Spin operator matrix elements in the superintegrable chiral Potts quantum chain

TL;DR

This paper derives explicit formulas for spin operator matrix elements in the superintegrable chiral Potts quantum chain, connecting algebraic structures to physical order parameters and extending known results for the Ising case.

Contribution

It provides a new derivation of spin matrix elements using the extended Onsager algebra, including factorized forms and thermodynamic limit results for order parameters.

Findings

Derived spin matrix elements in factorized form

Obtained order parameters in the thermodynamic limit

Connected results to the Ising quantum chain case

Abstract

We derive spin operator matrix elements between general eigenstates of the superintegrable Z_N-symmetric chiral Potts quantum chain of finite length.

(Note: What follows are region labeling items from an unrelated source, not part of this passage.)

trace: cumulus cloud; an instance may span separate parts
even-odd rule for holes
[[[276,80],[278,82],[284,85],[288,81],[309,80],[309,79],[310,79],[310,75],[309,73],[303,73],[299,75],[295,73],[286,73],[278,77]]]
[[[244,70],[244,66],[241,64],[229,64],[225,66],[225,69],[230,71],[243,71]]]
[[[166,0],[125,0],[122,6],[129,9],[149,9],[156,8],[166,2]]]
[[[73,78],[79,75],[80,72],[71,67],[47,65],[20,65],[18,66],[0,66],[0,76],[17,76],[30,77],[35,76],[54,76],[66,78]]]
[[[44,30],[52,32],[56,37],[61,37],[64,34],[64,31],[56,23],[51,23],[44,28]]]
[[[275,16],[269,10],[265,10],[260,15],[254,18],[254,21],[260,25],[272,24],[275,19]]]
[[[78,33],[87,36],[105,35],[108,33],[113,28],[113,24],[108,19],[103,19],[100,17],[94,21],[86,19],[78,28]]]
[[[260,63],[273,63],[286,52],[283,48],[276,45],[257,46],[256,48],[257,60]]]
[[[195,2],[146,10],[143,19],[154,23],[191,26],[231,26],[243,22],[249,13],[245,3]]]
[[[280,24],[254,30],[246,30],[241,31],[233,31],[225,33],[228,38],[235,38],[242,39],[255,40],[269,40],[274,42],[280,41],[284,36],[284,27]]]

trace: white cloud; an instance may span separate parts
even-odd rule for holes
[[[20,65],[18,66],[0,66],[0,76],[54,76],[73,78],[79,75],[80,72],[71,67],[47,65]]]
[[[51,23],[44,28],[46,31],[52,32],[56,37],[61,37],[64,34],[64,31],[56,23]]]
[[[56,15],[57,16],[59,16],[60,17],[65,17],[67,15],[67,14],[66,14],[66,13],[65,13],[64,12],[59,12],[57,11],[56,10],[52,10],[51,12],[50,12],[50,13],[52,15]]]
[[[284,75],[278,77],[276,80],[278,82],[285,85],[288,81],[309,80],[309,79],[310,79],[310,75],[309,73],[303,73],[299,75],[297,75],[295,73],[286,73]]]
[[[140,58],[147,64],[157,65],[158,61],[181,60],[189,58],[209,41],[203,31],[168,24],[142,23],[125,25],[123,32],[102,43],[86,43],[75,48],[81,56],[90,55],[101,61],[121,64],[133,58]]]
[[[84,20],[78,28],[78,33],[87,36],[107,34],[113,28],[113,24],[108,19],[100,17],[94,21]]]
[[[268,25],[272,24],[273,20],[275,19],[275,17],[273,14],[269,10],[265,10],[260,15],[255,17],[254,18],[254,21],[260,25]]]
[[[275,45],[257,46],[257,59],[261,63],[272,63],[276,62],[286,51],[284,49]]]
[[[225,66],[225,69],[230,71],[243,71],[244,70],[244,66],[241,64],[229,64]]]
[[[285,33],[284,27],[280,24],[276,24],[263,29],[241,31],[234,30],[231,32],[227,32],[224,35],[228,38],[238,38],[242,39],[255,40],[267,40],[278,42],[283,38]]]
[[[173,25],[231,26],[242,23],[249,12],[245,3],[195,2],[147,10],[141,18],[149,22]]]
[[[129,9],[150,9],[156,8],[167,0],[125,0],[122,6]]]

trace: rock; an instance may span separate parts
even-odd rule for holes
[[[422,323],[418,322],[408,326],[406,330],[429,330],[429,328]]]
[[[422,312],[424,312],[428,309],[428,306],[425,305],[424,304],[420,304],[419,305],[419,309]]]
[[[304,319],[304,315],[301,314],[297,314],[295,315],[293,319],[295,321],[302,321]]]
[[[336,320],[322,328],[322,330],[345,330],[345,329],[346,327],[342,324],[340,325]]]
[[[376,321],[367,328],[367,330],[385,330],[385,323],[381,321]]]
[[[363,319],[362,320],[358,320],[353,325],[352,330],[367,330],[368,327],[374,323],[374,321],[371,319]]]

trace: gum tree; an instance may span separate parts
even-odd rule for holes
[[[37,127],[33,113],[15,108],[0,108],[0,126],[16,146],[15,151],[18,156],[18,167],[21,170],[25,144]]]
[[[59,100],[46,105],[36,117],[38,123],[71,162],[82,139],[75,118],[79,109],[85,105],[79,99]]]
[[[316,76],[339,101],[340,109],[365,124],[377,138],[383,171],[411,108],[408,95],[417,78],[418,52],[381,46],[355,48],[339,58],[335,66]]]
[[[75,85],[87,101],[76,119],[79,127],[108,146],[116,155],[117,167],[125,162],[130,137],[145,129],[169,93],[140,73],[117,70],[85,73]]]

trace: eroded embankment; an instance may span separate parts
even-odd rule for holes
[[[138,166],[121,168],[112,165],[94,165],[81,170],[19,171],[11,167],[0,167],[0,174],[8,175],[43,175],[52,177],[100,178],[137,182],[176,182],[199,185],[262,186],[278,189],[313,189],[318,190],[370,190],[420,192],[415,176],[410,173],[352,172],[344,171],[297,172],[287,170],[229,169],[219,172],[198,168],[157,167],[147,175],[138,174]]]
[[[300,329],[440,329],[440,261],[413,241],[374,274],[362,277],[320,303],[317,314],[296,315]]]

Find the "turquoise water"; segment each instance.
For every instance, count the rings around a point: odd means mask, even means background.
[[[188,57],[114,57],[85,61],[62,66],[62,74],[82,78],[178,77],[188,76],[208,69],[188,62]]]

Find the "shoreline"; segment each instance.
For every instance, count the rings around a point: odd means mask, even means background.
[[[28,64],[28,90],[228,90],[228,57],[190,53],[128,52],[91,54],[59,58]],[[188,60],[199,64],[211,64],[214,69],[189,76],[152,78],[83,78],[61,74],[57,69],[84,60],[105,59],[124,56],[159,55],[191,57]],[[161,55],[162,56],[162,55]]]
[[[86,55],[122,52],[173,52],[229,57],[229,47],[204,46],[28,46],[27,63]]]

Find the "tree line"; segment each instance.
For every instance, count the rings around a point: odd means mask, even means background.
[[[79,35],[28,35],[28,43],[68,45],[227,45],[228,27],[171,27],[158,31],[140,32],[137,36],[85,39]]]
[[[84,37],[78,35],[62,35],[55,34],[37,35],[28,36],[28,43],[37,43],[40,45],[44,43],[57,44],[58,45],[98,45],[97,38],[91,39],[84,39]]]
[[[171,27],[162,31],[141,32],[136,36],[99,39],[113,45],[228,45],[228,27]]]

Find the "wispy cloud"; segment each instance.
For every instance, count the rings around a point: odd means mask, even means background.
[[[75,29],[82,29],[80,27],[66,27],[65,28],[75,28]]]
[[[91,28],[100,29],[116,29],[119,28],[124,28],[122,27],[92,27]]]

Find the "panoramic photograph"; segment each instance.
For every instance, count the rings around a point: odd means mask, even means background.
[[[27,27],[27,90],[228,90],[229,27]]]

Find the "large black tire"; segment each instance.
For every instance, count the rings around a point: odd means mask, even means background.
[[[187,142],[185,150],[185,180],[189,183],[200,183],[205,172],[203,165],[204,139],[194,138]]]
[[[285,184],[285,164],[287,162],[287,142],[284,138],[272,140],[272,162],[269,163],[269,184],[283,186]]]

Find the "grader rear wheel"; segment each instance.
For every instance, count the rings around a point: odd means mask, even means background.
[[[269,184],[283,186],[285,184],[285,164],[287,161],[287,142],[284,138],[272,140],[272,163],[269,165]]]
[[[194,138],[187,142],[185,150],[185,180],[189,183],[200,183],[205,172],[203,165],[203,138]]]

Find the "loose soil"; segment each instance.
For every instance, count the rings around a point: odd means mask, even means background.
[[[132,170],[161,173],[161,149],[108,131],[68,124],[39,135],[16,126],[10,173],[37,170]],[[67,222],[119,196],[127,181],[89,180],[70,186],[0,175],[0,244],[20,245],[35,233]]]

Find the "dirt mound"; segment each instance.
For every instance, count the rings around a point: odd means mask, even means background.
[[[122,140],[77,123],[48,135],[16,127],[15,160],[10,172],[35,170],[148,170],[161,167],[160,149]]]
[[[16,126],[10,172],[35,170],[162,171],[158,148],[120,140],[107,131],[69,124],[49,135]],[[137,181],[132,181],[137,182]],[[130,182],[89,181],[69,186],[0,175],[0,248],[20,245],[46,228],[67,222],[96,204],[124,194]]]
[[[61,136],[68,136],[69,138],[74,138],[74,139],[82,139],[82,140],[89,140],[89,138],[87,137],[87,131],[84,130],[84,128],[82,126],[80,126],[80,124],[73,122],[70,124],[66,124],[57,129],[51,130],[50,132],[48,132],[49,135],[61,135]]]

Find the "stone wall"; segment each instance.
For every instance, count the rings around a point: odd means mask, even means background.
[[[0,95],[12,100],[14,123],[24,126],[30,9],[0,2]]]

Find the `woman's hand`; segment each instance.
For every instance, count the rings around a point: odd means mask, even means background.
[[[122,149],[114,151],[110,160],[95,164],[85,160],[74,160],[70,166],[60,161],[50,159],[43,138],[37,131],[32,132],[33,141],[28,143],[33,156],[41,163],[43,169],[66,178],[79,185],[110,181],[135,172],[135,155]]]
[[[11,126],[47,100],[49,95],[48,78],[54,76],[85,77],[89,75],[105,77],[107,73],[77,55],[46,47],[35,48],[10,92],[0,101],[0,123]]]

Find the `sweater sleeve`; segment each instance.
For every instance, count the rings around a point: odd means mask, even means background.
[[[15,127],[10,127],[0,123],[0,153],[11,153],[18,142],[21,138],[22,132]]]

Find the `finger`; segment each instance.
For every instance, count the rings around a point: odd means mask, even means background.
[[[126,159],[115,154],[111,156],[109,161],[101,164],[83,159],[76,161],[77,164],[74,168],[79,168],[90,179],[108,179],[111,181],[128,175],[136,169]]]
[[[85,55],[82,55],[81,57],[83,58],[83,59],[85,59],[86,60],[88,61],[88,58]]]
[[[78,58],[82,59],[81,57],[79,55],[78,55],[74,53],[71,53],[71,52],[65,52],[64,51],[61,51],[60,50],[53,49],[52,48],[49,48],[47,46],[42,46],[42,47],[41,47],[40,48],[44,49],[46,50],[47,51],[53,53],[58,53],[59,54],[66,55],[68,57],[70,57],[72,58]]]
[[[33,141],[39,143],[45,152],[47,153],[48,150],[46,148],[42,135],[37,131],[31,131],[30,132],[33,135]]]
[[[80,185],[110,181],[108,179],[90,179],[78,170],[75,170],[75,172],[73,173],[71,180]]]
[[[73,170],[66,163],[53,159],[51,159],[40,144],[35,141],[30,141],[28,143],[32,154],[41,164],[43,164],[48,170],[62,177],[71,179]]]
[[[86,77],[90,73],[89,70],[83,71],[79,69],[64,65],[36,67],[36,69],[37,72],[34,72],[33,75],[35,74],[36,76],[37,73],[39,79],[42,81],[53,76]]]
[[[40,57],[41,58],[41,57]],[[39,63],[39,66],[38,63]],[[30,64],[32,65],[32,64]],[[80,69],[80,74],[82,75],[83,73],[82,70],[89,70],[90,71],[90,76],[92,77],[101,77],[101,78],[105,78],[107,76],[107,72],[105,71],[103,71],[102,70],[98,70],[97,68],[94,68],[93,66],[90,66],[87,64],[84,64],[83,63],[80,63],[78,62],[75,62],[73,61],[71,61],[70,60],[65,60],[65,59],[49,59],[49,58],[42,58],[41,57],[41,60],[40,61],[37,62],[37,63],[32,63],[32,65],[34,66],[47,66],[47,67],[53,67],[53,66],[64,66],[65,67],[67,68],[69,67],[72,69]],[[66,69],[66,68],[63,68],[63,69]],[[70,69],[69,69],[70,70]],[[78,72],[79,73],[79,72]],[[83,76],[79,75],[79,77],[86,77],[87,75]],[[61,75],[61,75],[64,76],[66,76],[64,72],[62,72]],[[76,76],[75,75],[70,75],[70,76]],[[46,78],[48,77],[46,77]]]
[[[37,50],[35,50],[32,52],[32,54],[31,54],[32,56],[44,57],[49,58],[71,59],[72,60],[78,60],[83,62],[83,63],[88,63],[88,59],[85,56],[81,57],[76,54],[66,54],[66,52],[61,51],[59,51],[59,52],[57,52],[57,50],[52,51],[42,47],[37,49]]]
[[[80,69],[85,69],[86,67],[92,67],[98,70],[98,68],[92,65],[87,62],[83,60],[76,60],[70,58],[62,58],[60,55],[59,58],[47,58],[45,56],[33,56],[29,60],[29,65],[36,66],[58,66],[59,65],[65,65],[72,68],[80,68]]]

Our starting point is the extended Onsager algebra recently proposed by R.Baxter. For each pair of spaces (Onsager sectors) of the irreducible representations of the Onsager algebra, we calculate the spin matrix elements between the eigenstates of the Hamiltonian of the quantum chain in factorized form, up to an overall scalar factor. This factor is known for the ground state Onsager sectors. For the matrix elements between the ground states of these sectors we perform the thermodynamic limit and obtain the formula for the order parameters. For the Ising quantum chain in a transverse field (N=2 case) the factorized form for the matrix elements coincides with the corresponding expressions obtained recently by the Separation of Variables Method.